In my History 111 class we just finished Robert Harris' Imperium, a novel dealing with the life of Cicero. It proved to be a tremendous success. Harris deserves a lot of credit for crafting a suspenseful novel and making Cicero something more than just a giver of moralistic speeches. For the next book the class voted on The Spartans: The World of the Warrior-Heroes of Ancient Greece by Paul Cartledge. The Spartans ran over my other suggestions by an overwhelming majority. (The fact that a large percentage of the class has seen the movie 300 probably did not hurt.)
The book that I chose at the beginning of the quarter, Bart Ehrman's Peter, Paul and Mary Magdalene, received a respectful if unenthusiastic response. Students, though, were very enthusiastic about Cicero and ancient Rome and now there is a lot of interest in ancient Greece. So, as someone who specializes in medieval and early modern history, I raise the question: is Greco-Roman civilization really so much popular than anything else in Western History? Now do not get me wrong here. I have nothing against classical history. I try to interest students in history any way I can. If the Greeks and Romans intrigue students then I will teach an entire course about the Greeks and Romans.

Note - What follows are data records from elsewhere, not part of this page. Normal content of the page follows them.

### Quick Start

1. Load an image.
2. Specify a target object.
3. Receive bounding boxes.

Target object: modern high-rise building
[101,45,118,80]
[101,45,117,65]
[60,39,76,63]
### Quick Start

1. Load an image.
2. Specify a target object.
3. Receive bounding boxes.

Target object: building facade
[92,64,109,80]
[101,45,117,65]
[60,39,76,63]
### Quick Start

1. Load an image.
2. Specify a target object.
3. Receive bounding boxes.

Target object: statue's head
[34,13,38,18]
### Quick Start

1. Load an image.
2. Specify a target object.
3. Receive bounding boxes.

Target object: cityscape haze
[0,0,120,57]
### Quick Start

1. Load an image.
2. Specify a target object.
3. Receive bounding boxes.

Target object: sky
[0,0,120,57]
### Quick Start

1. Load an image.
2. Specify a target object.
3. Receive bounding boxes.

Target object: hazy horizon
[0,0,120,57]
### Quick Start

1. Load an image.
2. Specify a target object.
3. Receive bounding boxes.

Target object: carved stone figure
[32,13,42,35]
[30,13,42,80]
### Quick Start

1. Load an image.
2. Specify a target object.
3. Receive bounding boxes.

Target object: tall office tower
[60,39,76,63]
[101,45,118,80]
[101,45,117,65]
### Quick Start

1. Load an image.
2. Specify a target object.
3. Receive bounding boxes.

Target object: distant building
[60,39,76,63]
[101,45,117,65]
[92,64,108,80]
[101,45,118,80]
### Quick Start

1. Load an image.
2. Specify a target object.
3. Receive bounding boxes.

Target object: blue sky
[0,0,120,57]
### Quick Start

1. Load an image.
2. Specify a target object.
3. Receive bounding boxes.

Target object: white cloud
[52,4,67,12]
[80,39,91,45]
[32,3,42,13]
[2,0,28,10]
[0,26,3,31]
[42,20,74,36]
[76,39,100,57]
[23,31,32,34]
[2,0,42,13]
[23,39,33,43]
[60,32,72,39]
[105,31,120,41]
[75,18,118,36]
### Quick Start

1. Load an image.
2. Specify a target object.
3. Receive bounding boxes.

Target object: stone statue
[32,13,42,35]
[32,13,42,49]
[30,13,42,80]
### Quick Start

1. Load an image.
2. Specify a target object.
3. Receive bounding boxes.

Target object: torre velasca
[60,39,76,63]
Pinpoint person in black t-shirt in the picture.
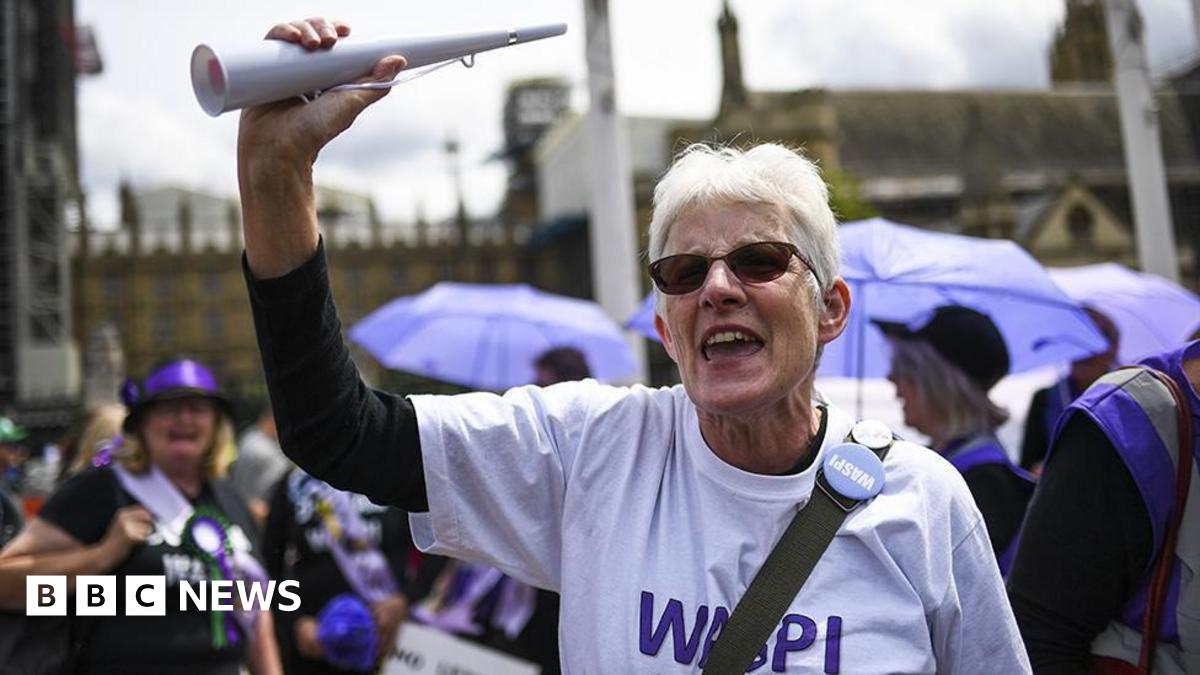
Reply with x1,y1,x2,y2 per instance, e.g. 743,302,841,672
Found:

Perhaps Greco-Roman history is more popular because of a perception that pagan Greeks and Romans were naughtier than medieval Christians. I am reminded of a political science teacher I once had who assured us that if we were offended by Aristophanes making jokes about farting gnats in The Clouds then we should wait till we get to the Church Fathers and the rate of such sophomoric humor will drop precipitously. As I see it, Christians are more interesting because they get to misbehave, feel guilty and be scared of going to hell all at the same time. Maybe the Greeks and Romans manage to avoid being controversial? It is possible that my Christian students do not want to do a class on Christianity out of a concern that I might start bashing their religion and secular students would just rather not hear about Christianity in the first place. Thus doing the Greeks and Romans avoids the problem for everyone.
So I put the question to my readers: in your experience is there a particular interest in Greece and Rome in our society above and beyond other areas of pre-modern history and if so what do you think is the reason for this?